Just to confirm, I'm more than happy to vouch for Michel, Davide, and
Neal. I've been working with all 3 for a couple of years now and
they're an excellent fit for the list.
On 7/10/2024 6:54 PM, Michel Lind wrote:
Hi Demi, Mark,
On Wed, Jul 10, 2024 at 04:15:33PM -0500, Mark Esler wrote:
On Wed, Jul 10, 2024 at 03:51:44PM -0400, Demi Marie Obenour wrote:
On Wed, Jul 10, 2024 at 11:23:56AM -0500, Michel Lind wrote:
I am submitting this application on behalf of CentOS Project's Hyperscale SIG.

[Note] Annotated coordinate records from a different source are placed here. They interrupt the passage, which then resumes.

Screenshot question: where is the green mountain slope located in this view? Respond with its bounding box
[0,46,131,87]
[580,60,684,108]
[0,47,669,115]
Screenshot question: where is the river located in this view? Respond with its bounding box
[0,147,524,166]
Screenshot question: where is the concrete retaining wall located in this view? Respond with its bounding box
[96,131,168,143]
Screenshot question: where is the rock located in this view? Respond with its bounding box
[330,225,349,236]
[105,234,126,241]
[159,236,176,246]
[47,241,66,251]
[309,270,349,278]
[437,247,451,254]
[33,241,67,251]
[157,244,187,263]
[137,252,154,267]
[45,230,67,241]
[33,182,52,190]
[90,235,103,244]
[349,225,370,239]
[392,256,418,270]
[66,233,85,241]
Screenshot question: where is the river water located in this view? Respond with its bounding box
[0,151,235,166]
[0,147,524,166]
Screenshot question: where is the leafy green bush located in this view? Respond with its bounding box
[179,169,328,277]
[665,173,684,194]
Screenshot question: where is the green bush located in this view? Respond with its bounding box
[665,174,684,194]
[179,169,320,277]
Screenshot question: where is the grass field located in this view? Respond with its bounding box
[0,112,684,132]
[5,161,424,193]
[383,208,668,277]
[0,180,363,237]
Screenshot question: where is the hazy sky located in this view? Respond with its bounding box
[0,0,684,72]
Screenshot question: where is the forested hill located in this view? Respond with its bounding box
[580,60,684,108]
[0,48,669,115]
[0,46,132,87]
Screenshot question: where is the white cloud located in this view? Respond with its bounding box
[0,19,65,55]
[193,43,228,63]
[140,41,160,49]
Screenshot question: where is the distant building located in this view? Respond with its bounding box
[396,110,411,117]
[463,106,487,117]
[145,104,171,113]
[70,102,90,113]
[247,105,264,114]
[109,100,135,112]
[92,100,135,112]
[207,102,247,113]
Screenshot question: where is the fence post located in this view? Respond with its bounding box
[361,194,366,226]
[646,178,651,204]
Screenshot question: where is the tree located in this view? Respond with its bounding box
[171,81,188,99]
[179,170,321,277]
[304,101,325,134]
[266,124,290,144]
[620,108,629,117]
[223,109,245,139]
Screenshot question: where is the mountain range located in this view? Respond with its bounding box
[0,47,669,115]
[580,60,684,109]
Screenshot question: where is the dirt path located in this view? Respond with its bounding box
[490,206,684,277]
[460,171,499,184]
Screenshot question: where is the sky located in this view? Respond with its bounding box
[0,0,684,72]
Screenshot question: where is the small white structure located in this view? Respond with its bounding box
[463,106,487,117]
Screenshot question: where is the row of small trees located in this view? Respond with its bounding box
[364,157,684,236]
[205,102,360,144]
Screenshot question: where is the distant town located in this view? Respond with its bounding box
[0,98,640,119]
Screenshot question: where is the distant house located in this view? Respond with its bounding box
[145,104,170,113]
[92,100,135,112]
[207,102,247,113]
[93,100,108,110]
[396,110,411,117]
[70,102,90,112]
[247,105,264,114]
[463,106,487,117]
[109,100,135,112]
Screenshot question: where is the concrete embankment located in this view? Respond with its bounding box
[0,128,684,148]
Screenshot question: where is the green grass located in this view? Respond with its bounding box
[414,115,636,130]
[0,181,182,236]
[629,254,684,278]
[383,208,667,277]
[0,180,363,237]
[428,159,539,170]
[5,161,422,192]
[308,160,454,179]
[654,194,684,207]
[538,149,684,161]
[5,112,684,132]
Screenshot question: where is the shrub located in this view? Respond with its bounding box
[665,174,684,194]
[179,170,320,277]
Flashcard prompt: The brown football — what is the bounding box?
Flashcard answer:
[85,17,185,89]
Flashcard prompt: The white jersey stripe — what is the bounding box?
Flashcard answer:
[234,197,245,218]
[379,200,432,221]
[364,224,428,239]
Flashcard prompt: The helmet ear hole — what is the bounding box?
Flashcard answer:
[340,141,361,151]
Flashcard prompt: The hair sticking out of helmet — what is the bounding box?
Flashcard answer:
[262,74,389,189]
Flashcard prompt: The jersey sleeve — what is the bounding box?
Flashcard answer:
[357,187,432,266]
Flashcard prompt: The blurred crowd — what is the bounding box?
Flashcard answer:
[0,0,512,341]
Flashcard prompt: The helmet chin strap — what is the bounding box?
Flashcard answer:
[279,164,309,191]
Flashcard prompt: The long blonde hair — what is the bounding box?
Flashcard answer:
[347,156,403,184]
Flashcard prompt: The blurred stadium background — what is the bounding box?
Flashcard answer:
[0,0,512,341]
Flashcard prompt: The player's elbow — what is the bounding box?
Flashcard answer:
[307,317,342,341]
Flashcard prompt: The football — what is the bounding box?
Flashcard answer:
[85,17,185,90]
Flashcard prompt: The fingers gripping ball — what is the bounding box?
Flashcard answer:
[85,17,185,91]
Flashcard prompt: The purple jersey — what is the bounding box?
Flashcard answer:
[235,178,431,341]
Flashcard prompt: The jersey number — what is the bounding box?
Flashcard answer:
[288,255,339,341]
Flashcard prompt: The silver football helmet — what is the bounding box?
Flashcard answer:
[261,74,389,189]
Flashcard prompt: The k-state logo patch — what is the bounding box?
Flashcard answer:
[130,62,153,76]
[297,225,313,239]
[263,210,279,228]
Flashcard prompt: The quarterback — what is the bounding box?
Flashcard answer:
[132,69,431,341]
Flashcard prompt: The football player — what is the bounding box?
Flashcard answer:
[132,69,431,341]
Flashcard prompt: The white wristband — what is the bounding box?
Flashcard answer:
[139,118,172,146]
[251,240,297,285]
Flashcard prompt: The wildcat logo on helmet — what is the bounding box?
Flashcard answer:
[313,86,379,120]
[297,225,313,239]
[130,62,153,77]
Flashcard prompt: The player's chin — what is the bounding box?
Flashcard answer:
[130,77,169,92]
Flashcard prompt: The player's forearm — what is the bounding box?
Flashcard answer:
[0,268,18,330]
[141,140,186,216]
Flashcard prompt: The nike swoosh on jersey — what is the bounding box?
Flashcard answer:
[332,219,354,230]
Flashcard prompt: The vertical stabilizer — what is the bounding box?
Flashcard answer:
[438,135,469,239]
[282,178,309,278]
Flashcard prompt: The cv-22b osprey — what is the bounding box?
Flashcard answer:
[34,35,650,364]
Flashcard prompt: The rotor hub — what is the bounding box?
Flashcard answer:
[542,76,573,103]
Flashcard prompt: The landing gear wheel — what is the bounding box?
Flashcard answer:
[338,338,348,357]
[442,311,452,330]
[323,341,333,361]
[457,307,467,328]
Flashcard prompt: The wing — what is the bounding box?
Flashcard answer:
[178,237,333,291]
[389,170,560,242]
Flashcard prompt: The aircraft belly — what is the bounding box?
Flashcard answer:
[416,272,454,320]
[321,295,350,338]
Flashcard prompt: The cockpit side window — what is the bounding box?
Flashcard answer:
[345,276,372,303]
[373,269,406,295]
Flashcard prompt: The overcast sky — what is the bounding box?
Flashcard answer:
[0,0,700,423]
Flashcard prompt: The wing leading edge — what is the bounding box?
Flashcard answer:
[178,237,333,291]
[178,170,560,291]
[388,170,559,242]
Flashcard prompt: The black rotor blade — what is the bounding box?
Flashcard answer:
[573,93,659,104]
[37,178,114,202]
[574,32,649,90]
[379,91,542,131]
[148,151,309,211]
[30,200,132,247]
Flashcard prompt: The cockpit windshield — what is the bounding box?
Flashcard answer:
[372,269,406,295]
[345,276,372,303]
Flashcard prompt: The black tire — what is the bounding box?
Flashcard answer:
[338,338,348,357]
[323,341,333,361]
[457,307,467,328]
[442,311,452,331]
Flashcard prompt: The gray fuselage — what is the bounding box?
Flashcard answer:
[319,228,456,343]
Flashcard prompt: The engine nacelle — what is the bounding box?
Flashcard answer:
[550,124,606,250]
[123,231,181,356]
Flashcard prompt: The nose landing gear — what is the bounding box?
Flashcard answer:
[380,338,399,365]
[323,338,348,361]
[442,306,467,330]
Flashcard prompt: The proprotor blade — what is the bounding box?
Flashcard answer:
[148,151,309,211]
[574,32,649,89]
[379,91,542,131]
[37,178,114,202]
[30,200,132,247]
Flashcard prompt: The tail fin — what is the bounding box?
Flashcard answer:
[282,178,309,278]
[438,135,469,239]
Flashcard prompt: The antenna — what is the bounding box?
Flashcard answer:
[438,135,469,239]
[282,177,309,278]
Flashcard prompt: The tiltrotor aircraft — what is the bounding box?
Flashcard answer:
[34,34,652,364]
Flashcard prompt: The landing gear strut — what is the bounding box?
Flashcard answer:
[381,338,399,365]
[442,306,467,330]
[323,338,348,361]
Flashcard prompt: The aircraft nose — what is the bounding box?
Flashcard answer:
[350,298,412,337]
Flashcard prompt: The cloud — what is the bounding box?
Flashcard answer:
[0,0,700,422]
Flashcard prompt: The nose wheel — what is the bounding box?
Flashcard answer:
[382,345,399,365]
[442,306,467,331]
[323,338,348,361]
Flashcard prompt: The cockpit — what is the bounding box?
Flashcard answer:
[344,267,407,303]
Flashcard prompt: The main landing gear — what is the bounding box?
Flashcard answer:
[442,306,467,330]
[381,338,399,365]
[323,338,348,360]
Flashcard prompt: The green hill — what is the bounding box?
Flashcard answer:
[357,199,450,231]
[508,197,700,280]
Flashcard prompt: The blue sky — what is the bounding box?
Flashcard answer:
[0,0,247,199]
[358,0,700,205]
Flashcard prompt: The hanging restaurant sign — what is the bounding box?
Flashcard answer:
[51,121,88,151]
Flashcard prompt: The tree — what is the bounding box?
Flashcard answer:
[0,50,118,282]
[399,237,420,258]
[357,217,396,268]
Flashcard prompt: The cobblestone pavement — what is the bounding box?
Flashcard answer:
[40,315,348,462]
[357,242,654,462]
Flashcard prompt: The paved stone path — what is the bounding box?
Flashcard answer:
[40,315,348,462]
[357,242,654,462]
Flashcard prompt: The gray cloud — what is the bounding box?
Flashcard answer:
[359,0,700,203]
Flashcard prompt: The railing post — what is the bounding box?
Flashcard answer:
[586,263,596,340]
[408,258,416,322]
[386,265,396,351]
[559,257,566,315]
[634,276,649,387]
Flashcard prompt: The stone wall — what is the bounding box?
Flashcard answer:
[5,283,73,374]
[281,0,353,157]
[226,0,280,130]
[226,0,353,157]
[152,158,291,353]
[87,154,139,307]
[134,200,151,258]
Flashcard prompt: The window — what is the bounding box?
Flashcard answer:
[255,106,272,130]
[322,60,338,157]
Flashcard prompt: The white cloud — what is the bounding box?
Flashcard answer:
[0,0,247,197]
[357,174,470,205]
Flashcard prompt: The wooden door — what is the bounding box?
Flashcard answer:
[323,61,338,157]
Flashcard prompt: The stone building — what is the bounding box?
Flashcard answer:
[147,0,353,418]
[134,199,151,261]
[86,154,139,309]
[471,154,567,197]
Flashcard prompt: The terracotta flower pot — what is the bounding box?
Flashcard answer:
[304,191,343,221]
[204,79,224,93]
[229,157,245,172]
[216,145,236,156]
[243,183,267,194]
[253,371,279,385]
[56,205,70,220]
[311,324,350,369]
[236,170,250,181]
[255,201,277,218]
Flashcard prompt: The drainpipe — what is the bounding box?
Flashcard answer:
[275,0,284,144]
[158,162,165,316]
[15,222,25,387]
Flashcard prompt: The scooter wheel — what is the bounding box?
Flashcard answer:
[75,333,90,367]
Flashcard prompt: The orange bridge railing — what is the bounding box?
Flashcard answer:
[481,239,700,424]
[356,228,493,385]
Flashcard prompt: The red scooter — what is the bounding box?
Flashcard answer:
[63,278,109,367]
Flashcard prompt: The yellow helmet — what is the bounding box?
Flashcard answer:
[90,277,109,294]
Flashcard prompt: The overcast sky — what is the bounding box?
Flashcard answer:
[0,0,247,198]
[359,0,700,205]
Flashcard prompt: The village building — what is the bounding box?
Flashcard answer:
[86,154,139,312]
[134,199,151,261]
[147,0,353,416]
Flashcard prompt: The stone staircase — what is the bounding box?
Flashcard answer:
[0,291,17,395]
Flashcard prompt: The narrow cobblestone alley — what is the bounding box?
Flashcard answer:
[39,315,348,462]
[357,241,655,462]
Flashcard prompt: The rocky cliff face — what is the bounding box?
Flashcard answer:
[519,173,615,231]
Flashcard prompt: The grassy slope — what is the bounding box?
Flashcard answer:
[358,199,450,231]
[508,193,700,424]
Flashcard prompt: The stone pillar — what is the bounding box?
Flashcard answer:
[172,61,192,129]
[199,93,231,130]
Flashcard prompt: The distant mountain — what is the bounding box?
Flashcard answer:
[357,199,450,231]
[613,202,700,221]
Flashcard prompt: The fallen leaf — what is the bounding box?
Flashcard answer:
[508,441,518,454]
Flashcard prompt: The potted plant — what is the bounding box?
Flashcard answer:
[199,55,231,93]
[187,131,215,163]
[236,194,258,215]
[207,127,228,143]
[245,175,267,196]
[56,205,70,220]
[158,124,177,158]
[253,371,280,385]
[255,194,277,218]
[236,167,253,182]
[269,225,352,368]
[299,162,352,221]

Myself (Michel Lind), as well as Davide Cavalca and Neal Gompa (SIG co-chairs),
would be joining if approved.
https://sigs.centos.org/hyperscale/sig/membership/
I know that at least Neal Gompa is also a Fedora developer. Would it
be permissible for him to also handle security patches for Fedora, if
Fedora is also affected?
All three of us are Fedora developers - but AIUI, we will not and can not use
membership here to contribute Fedora patches - until the embargo is
over.
For Hyperscale itself we plan to use the head start to have local builds
ready to go, and commit and do a public build as soon as the embargo is
over; if it needs collaboration we can use private Git repos and E2EE
private chats to discuss the fix among ourselves.
This is, to the best of my knowledge, similar to how AlmaLinux handles
embargoed security issues - the fix is ready to go but is only made
available once the embargo is lifted.
Now - wearing our Fedora hats, we certainly would try and help get this
fixed in Fedora once the embargo is over (as we've done before) - and
knowing a CVE is going to be made public would certainly help (e.g.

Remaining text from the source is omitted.